Biogen announces EMA validation of MAA for SB2, a biosimilar infliximab candidate

March 31, 2015 1:42 PM

Biogen announced the Marketing Authorization Application (MAA) for SB2, its biosimilar infliximab candidate using Remicade as the reference product, has been validated for review by the European Medicines Agency (EMA).

The MAA was submitted by the company’s joint venture (JV) partner, Samsung Bioepis. This is the second MAA validated for review by the EMA as part of the joint venture. The first, SB4, a biosimilar etanercept candidate referencing Enbrel, was validated for review earlier this year.

“Together with our partners at Samsung Bioepis, we are excited about this achievement. We look forward to working together as we progress towards bringing the JV’s biosimilar candidates to patients and physicians throughout Europe. Biosimilars have the potential to expand access to much-needed therapies and provide cost savings to health systems,” said John Cox, executive vice president, pharmaceutical operations and technology at Biogen. “With more than 30 years of experience in manufacturing and commercializing complex, advanced biologics, Biogen is uniquely positioned to bring a suite of anti-TNF biosimilar therapies to market.”
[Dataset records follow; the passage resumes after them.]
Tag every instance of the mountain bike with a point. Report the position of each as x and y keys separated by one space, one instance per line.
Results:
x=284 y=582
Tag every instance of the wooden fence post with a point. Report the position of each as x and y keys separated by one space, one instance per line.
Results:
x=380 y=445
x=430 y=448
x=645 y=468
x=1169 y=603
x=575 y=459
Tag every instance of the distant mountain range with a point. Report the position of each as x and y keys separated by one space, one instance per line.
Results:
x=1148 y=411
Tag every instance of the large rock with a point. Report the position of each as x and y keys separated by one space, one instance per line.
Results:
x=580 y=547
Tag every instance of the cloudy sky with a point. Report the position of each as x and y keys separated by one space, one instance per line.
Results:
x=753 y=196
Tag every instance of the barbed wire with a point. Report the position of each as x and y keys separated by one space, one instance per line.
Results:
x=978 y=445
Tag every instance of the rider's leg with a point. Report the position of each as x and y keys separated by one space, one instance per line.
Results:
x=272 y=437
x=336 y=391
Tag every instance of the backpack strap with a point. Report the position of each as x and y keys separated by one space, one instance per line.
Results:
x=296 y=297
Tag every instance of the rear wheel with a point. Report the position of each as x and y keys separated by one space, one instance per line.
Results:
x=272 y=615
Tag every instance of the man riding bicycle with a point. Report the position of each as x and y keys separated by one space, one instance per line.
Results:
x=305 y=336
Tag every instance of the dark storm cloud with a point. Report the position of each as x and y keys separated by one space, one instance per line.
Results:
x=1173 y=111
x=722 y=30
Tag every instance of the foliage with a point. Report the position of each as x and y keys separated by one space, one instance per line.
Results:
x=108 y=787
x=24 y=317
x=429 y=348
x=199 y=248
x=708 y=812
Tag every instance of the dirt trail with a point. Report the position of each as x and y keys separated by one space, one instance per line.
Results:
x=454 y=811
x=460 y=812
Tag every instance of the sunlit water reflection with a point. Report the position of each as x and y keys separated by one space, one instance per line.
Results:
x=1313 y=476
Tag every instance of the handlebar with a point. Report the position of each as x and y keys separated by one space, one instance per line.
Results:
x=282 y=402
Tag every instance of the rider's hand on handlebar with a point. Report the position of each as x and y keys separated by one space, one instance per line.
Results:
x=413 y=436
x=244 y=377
Biogen’s large-scale facility in Hillerød, Denmark is the manufacturing site for both SB2 and SB4. It is one of the largest in the world, with 90,000 liters of capacity. The site has an exemplary track record of manufacturing Biogen’s originator biologics, consistently ensuring sustainable supply.

In Europe, the reference product, Remicade, is indicated for the treatment of rheumatoid arthritis (RA), adult Crohn’s disease, pediatric Crohn’s disease, ulcerative colitis, pediatric ulcerative colitis, psoriatic arthritis, ankylosing spondylitis, and psoriasis. Subject to approval by the European Commission (EC), SB2 could be available for use in all of the same indications as Remicade.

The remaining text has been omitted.